Banking: What Lies Beneath?

Today has really been a staggering day in the development of the Barclays scandal over LIBOR rate fixing. In the last two days, Chairman Marcus Agious, Chief Executive Bob Diamond and Chief Operating Officer Jerry del Missier have all resigned.

There have been calls for an inquiry, and the Government proposed an inquiry by the Treasury Select Committee, overseen by its Chairman, Conservative MP Andrew Tyrie. This has been rejected by Labour, who want to see a more impartial, judge-led inquiry similar to the Leveson inquiry. Such an inquiry would undoubtedly not reflect well upon Labour, and it's a credit to Ed Miliband that this is his preferred form of inquiry.

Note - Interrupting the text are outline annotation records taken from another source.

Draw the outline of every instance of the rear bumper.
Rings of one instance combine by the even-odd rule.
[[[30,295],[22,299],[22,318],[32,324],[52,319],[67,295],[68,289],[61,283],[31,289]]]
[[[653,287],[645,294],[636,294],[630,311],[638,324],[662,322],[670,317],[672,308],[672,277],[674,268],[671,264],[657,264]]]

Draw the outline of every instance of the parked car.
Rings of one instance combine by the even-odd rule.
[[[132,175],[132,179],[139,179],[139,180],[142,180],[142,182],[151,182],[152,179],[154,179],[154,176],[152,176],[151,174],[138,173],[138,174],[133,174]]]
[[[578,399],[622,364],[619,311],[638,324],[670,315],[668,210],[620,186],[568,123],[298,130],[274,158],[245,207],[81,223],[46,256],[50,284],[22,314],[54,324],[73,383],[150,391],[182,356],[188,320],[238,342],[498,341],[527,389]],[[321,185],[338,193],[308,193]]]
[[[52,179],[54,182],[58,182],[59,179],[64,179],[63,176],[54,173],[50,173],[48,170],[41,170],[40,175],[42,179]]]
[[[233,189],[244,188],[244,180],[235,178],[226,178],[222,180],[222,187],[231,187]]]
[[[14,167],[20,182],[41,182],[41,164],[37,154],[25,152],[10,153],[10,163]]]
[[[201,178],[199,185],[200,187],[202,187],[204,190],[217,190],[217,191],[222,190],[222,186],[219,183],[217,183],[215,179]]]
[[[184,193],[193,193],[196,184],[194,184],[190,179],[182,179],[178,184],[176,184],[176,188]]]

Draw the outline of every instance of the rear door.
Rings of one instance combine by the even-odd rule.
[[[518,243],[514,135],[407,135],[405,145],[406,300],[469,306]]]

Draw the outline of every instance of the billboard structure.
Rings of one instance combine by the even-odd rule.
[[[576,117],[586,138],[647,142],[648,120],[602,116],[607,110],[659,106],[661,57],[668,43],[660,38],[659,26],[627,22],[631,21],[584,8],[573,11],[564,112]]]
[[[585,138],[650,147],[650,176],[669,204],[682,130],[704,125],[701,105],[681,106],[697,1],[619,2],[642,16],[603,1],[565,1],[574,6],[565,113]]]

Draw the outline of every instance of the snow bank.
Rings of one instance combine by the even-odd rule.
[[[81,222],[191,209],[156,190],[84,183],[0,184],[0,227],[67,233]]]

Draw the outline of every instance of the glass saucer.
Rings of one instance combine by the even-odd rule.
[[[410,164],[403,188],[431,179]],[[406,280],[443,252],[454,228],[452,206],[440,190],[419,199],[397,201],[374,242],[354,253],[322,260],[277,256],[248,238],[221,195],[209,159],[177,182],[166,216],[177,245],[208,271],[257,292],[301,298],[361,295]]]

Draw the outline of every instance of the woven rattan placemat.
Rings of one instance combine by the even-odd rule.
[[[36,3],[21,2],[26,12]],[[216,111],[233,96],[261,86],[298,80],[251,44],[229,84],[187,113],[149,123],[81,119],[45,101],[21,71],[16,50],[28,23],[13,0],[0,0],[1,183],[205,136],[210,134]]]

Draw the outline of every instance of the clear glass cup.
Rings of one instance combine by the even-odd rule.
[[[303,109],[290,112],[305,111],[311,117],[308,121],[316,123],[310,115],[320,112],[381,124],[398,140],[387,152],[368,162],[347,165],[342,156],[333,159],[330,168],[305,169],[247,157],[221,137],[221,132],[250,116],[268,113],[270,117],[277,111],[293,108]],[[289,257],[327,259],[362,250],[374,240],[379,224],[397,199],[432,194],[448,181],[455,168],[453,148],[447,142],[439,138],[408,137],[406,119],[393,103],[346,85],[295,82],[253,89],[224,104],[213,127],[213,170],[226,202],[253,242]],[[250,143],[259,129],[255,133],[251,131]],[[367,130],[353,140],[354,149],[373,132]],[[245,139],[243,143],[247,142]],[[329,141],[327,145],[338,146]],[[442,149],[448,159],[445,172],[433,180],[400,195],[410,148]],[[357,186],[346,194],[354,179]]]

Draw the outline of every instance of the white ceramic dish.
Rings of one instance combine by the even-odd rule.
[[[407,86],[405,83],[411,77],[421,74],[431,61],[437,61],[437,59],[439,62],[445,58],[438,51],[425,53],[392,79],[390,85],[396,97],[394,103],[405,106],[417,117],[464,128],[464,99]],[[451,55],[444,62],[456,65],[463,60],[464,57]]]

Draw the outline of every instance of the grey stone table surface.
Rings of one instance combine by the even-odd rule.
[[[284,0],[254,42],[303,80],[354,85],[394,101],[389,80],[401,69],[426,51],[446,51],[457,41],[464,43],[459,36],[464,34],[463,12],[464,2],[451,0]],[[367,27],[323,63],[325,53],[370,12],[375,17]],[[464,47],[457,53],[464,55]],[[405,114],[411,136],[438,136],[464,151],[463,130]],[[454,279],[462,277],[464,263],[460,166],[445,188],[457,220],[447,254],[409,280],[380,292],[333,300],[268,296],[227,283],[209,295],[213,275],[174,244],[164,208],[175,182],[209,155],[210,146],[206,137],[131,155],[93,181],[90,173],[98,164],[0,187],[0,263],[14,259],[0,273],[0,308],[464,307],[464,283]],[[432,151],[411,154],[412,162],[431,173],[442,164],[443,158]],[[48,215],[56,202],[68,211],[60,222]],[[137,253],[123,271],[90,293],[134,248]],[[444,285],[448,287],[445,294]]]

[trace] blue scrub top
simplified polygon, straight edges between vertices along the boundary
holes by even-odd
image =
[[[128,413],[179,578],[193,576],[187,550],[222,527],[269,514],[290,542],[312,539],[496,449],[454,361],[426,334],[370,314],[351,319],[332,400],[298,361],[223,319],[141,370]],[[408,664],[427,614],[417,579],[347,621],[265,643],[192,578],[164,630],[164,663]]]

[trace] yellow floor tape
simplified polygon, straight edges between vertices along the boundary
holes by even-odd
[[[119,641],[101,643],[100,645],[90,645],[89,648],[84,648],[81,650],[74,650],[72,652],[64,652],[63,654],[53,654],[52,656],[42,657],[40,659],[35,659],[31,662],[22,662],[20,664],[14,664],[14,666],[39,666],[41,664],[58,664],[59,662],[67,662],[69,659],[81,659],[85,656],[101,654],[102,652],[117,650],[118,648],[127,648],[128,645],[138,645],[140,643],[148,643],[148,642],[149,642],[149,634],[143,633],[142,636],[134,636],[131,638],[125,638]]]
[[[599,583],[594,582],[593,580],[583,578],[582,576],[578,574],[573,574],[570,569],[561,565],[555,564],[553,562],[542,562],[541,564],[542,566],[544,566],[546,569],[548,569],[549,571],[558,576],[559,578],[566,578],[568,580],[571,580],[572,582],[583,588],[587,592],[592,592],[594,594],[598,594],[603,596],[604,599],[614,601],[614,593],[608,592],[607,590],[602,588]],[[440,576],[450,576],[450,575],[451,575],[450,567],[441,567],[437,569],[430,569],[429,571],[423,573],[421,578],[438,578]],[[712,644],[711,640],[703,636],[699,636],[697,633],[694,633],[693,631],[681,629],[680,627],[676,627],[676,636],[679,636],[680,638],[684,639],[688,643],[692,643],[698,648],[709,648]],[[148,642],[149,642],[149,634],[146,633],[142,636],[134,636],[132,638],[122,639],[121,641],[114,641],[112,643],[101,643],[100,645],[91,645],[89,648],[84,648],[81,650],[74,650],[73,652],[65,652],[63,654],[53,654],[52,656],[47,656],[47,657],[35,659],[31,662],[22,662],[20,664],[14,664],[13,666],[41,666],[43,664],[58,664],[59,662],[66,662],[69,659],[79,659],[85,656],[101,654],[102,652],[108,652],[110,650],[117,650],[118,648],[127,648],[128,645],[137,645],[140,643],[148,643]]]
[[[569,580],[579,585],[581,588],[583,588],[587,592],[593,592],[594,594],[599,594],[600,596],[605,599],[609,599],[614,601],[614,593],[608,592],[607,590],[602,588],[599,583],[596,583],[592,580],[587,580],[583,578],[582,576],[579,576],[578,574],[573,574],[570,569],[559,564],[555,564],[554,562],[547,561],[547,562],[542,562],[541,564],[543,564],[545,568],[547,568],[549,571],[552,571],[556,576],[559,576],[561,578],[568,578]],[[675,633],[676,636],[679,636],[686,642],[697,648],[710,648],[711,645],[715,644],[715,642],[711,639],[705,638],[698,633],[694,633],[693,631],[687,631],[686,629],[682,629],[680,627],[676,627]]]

There's no doubt that the irregularities happened whilst Labour was in power, but it remains a point of discussion as to whether they occurred because of the "lack of regulation" by Labour. The Tories say so, although it would appear that at the time, they were actually campaigning for less regulation. Both Cameron and Osborne have said that they "would like nothing more than seeing Ed Balls in the dock". Ed Balls was the City Minister at the time.

So, with the gun seemingly aimed squarely at Labour, why on earth would the Government shy away from a judge-led inquiry which would undoubtedly be embarrassing (if not actually incriminating) for Labour? Could it possibly be that although there may be a gun aimed at Labour, there is a whole battery of cannons aimed at the Tories?

This is a Coalition Government that has spent the last two years blaming everything that they can think of on the previous Labour Government. Why on earth would they want to miss an opportunity for an independent inquiry to land all the blame for this at Labour's door?

Could it be that the Tories know what lies beneath?